Table 1 Mean carbon monoxide levels before and after smoking cessation advice was given, categorised by those CYP or parents who continued, cut-down, or quit smoking

There is, to our knowledge, no published evidence quantifying the success of smoking cessation interventions targeted at both CYP and their parents or guardians in paediatric respiratory clinics. The principal purpose of the smoking cessation promotion in our clinics is to start the journey of smoking cessation, review this repeatedly at every appointment and support smokers with the right tools and information needed to quit smoking.

Smoking cessation interventions (consisting of CO monitoring and motivational interviewing) have led to smoking reduction and smoking cessation by CYP and parents attending our tertiary paediatric respiratory clinics. The smoking cessation review that now forms part of our respiratory clinics acts to inform and advise CYP and their parents regarding smoking cessation and has helped some of our patients and their parents start their smoking cessation journeys.
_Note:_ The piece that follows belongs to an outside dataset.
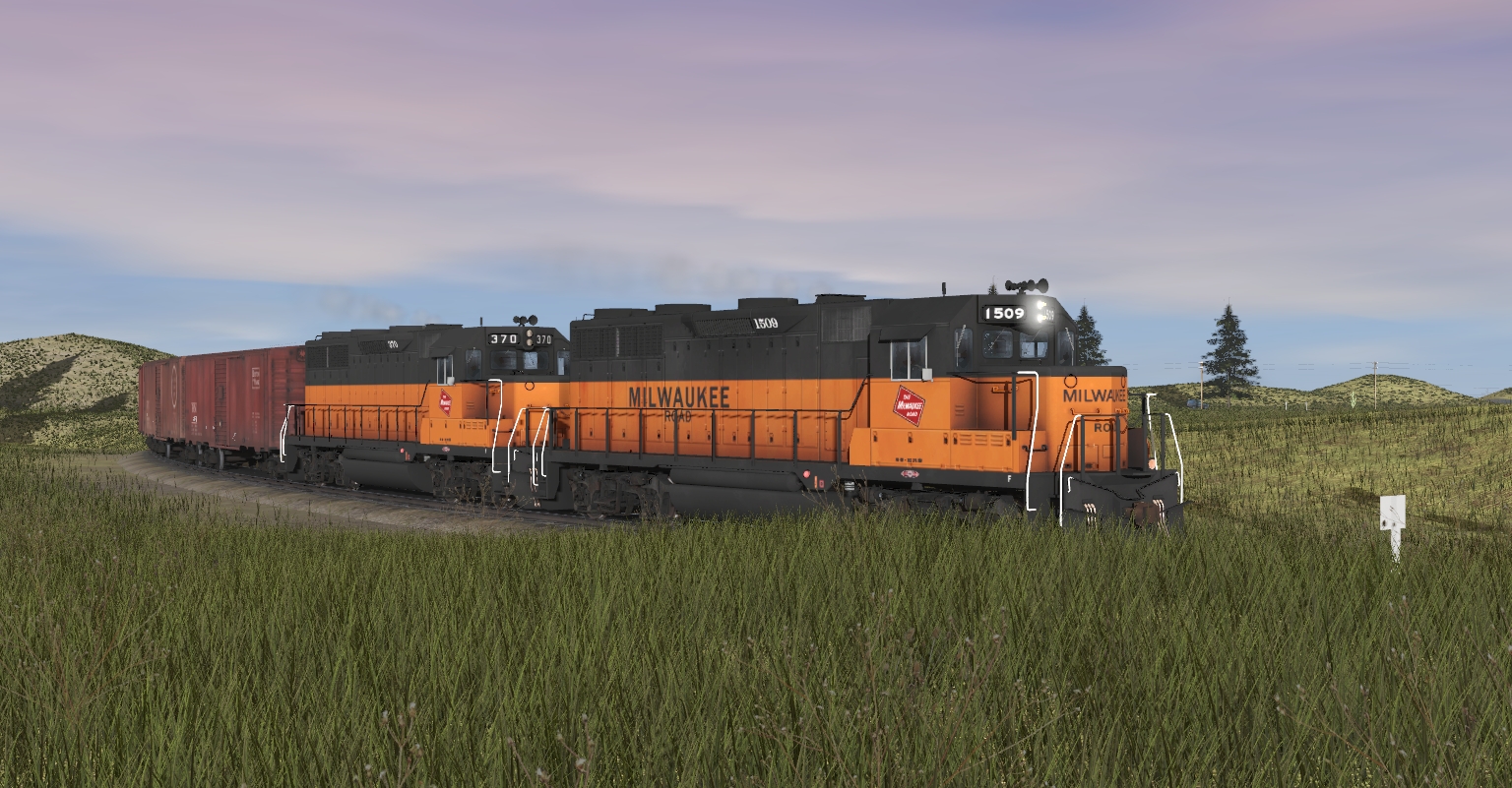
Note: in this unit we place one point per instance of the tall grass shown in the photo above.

Our audit of smoking cessation outcomes following routine introduction of smoking cessation activities within our paediatric respiratory clinics has demonstrated that smoking cessation can be effective in this environment and at modest financial and logistical costs to the department. Formal screening questions on smoking, and the provision of smoking cessation advice, should form a regular part of all respiratory clinics where CYP and their parents are seen. This will allow all paediatric respiratory teams to directly contribute to wider public health targets, such as the Department of Health’s efforts to drive smoking prevalence in England below 5%.